Discussion in 'ML-Agents' started by DeathScytheU, May 3, 2020.

  1. DeathScytheU

    DeathScytheU

    Joined:
    Nov 14, 2017
    Posts:
    4
    Hello people!
    I am looking for some way to define rewards for an agent that has to navigate towards a constantly moving target. Since there's the possibility that just by chance sometimes the target can be moving towards the agent by itself, this makes defining a reward system extra difficult for me.
    Any help, advice and insight are much appreciated!
    Cheers!
     
  2. Roboserg

    Roboserg

    Joined:
    Jun 3, 2018
    Posts:
    83
    look at the reward for the crawler example.
     
  3. DeathScytheU

    DeathScytheU

    Joined:
    Nov 14, 2017
    Posts:
    4
    Thanks for the reply! I have already tried something similar to the crawler in terms of rewards. The thing is, even in the dynamic target version of the crawler, the position of the target is changed only at the end of the episode, meaning from the agent's perspective, it actually has a static position for the duration of the episode. What I'm trying to find is how to give the agent incentive to move towards a target that changes position continuously every frame - e.g. moving in circle within the parameters of the floor in the scene. The results I've been getting so far are that the agent would rather learn a lazy way to 'farm' the reward by figuring out a stationary position through which the target passes most frequently and just head there at the beginning of every episode.
     
  4. christophergoy

    christophergoy

    Unity Technologies

    Joined:
    Sep 16, 2015
    Posts:
    735
    You could try penalizing the agent for "being lazy" with a small negative reward for every step it isn't moving.
     
  5. DeathScytheU

    DeathScytheU

    Joined:
    Nov 14, 2017
    Posts:
    4
    Thank you for the reply, but I have tried this already, unfortunately to no avail. Since that didn't work out, I even tried a penalty for velocity lower than certain value, simply to prevent him from camping in one place, but then he just learns to 'jiggle' around without really covering any ground.
     
  6. mbaske

    mbaske

    Joined:
    Dec 31, 2017
    Posts:
    473
    You could try using a waypoint queue.
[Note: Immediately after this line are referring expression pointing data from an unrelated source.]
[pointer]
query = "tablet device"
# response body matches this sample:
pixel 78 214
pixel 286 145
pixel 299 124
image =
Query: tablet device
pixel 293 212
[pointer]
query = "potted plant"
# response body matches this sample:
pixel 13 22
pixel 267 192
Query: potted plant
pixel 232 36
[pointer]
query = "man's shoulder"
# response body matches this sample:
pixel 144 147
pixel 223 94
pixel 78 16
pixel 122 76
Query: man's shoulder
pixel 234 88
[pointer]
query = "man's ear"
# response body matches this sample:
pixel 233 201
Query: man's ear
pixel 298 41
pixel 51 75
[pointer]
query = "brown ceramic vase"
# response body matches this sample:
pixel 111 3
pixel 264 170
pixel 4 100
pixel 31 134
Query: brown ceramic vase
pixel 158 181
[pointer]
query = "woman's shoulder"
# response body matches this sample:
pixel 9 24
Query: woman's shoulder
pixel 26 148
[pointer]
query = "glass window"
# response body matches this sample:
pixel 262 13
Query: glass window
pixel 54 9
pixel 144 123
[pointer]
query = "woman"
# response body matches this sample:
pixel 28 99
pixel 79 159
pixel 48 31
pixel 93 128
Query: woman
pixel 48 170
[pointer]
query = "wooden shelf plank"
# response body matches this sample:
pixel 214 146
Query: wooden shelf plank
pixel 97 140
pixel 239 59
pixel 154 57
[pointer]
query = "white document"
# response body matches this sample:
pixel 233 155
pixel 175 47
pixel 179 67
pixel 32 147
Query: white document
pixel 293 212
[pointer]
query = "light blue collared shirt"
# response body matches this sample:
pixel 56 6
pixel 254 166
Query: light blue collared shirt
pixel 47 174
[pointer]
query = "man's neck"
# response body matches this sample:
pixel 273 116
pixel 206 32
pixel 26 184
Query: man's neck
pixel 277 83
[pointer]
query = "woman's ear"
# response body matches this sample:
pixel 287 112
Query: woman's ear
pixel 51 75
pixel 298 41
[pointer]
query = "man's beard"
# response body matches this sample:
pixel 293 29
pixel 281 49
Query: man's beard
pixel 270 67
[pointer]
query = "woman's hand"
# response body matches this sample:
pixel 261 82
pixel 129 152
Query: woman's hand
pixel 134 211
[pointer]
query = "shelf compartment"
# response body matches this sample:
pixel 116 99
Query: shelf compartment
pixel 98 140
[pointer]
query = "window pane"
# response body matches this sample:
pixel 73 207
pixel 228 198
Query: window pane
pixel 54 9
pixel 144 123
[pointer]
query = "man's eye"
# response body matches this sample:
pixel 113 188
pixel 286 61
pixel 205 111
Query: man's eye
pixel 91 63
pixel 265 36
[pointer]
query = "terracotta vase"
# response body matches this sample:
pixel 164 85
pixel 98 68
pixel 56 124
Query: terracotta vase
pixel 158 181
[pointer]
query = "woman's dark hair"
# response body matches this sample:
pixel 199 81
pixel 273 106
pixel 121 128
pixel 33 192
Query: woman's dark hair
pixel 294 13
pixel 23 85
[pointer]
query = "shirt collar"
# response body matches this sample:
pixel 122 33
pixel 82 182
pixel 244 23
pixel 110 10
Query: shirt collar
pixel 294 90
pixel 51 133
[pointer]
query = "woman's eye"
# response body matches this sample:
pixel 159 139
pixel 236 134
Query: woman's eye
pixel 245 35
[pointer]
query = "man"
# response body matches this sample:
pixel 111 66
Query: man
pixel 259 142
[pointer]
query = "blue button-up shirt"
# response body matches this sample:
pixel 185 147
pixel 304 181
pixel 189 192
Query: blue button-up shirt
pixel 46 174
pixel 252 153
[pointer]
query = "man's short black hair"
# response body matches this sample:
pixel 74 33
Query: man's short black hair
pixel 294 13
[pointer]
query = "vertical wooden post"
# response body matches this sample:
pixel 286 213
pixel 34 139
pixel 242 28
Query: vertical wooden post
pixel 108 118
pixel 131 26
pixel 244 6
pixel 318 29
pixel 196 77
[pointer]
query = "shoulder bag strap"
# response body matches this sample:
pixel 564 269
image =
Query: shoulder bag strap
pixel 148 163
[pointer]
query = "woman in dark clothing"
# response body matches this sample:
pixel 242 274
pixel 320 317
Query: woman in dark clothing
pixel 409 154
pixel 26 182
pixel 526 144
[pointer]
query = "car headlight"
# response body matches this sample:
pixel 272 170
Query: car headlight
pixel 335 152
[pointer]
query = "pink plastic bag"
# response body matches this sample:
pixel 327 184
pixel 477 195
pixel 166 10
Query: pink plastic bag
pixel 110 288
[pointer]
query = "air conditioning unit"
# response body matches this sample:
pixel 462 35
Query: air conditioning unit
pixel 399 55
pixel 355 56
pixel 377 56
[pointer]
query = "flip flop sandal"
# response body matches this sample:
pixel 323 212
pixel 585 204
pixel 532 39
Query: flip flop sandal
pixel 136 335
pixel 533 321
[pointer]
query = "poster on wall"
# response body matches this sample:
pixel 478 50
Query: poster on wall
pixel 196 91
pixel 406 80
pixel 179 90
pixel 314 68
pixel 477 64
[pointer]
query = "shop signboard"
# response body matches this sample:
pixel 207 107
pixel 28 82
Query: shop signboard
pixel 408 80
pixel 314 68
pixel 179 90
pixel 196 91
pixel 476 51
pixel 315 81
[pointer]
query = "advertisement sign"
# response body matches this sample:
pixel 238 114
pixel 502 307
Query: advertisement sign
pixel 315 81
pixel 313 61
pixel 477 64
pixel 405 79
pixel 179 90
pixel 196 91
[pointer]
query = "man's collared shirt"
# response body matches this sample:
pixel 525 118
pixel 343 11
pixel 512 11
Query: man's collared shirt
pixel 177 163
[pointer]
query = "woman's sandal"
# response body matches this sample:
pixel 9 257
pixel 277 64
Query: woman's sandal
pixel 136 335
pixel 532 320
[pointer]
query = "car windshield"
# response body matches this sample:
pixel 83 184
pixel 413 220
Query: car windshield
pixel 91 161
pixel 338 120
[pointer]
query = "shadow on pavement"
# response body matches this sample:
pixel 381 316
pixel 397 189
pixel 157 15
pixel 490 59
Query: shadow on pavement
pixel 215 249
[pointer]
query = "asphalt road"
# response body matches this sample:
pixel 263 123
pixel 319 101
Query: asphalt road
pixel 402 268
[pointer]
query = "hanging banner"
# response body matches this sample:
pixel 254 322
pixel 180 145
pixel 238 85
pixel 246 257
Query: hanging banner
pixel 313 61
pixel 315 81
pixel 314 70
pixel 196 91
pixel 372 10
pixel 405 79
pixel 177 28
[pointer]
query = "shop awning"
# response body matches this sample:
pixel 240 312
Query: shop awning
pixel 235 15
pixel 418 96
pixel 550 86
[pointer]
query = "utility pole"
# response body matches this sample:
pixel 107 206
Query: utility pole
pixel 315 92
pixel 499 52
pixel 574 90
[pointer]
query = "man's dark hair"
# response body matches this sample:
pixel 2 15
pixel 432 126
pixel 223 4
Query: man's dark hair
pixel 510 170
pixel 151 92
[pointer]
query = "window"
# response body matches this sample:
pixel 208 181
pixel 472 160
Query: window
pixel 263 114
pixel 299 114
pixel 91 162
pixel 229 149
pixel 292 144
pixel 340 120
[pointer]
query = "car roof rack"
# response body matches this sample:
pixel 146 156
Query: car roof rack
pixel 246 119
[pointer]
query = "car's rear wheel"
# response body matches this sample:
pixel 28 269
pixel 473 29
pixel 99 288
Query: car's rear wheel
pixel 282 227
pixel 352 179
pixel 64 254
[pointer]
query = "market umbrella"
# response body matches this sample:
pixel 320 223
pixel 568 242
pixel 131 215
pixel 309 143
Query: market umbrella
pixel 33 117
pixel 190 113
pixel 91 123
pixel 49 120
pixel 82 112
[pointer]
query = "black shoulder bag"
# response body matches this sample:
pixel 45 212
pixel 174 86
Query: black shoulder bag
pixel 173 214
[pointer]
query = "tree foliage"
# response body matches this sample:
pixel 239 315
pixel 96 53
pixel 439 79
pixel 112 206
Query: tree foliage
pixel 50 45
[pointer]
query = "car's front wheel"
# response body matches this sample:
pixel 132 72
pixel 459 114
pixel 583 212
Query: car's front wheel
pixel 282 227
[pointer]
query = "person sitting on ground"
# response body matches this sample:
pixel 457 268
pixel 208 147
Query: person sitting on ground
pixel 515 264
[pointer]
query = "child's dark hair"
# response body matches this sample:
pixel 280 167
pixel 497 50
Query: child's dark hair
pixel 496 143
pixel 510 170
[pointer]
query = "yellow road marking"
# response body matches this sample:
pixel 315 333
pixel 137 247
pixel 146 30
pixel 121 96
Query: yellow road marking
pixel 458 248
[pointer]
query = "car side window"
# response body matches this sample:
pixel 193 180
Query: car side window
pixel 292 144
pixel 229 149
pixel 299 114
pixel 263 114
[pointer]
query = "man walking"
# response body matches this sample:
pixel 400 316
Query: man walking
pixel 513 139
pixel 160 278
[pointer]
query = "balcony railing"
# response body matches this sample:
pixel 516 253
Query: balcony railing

Enqueue your agent's position at some regular time interval. Set a maximum queue size and dequeue old positions. At each agent step, measure the distance between the newest and oldest position in the queue and set a reward proportional to that distance.
     
    DeathScytheU likes this.
  7. DeathScytheU

    DeathScytheU

    Joined:
    Nov 14, 2017
    Posts:
    4
    Thank you for the advice! I hadn't thought of that. I'll give it a go and see if there's an improvement.
     
  8. kahabal

    kahabal

    Joined:
    Nov 19, 2018
    Posts:
    16
    try adding more AddObservation, like the distance from the target, the direction the agent is facing, their positions and eventually the force(i dont know how you are moving your agent) that you are applying
    this worked for me

    sensor.AddObservation(transform.localPosition);
    sensor.AddObservation(target.transform.localPosition);

    sensor.AddObservation(spinningForceL);
    sensor.AddObservation(spinningForceR);
    sensor.AddObservation(Vector3.Distance(this.transform.localPosition, target.transform.localPosition));
    sensor.AddObservation(transform.forward);
    sensor.AddObservation((target.transform.localPosition - this.transform.localPosition).normalized);
     
  9. MirrorsK

    MirrorsK

    Joined:
    Jan 23, 2022
    Posts:
    1
    I have the same question,have you solved it?